A “bença” é muito mais do que um simples costume. Trata-se de um abraço invisível que conecta gerações, um gesto de respeito, gratidão e afeto que ajudou a moldar a identidade das famílias brasileiras, permanecendo forte na memória coletiva.
Existem lembranças que não se desgastam com o tempo. Elas permanecem adormecidas, aguardando uma única palavra para serem resgatadas. Ao se pronunciar “bença”, uma porta se abre na lembrança, trazendo à tona a casa da infância com seus cheiros e sons característicos: o aroma do café fresco, o rádio tocando suavemente, a mãe organizando o dia, o pai se preparando para o trabalho e os avós criando um ambiente de afeto na simplicidade do dia a dia.
Antes de sair de casa, existia um gesto que não precisava de explicação. Não era uma lição da escola, mas algo que o coração ensinava. “Bença, mãe!” “Bença, pai!” “Bença, vó!” “Bença, vô!” E a resposta, simples mas poderosa: “Deus te abençoe, meu filho!” Naquele tempo, ninguém imaginava que participava de uma tradição milenar. Era apenas um costume familiar, como compartilhar um café ou conversar ao fim da tarde.
A origem desse gesto remonta a tradições bíblicas e judaico-cristãs, onde a bênção representava cuidado, proteção e a transmissão de valores entre gerações. Pais e patriarcas abençoavam seus filhos, entregando um legado invisível e desejando que Deus os acompanhasse por toda a vida.

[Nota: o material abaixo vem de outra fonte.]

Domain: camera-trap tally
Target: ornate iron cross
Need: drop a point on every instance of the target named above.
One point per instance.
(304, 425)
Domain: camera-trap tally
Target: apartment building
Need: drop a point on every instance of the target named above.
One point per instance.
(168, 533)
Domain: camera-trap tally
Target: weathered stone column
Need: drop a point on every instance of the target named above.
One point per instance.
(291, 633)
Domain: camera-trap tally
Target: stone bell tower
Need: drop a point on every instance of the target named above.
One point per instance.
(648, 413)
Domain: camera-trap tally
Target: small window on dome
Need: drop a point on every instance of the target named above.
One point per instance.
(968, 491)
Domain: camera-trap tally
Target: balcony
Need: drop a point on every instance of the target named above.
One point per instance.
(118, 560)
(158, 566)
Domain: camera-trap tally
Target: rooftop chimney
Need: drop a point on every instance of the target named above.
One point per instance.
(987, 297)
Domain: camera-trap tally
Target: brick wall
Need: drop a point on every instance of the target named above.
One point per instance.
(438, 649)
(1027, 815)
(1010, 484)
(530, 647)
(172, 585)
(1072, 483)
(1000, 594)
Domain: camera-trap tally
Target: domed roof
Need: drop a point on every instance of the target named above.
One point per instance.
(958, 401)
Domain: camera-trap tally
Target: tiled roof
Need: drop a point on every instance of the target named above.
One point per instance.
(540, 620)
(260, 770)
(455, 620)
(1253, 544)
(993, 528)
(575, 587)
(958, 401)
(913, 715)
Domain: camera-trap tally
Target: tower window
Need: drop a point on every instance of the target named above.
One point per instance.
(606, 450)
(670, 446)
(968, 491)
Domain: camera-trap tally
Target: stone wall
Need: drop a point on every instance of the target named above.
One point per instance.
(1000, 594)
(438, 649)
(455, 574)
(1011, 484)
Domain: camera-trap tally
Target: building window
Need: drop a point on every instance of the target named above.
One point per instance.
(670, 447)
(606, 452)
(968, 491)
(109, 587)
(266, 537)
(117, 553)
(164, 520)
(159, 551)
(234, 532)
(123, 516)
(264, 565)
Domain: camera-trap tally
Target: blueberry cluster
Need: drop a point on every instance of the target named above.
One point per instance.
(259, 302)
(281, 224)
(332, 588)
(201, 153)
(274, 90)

Com a chegada dos portugueses, esse costume atravessou o Atlântico e se adaptou à diversidade cultural do Brasil. Ao longo dos séculos, ele se incorporou à vida das famílias brasileiras, especialmente no interior e no Nordeste, tornando-se um gesto profundamente enraizado de respeito e afeto.
No Nordeste, a “bença” ganhou uma força especial, transformando-se em uma das mais belas expressões de amor. As crianças aprendiam observando os mais velhos, repetindo gestos que passavam naturalmente de uma geração para outra. Pedir a bênção não diminuía ninguém; era um reconhecimento silencioso àqueles que haviam ensinado, enxugado lágrimas e iluminado caminhos.
Entretanto, com o passar do tempo, essa prática se tornou cada vez mais rara. As cidades cresceram, os dias passaram a ser mais rápidos e as interações se tornaram mediadas pelas telas. As mesas já não reúnem as famílias como antes, e muitos corações se fecharam dentro de suas casas.
Sem perceber, alguns pequenos gestos que sustentavam grandes afetos foram abandonados, incluindo a “bença”. Os filhos não apenas deixaram de pedir a bênção, mas também perderam a conexão com as histórias dos avós, as caminhadas de mãos dadas e as conversas à mesa.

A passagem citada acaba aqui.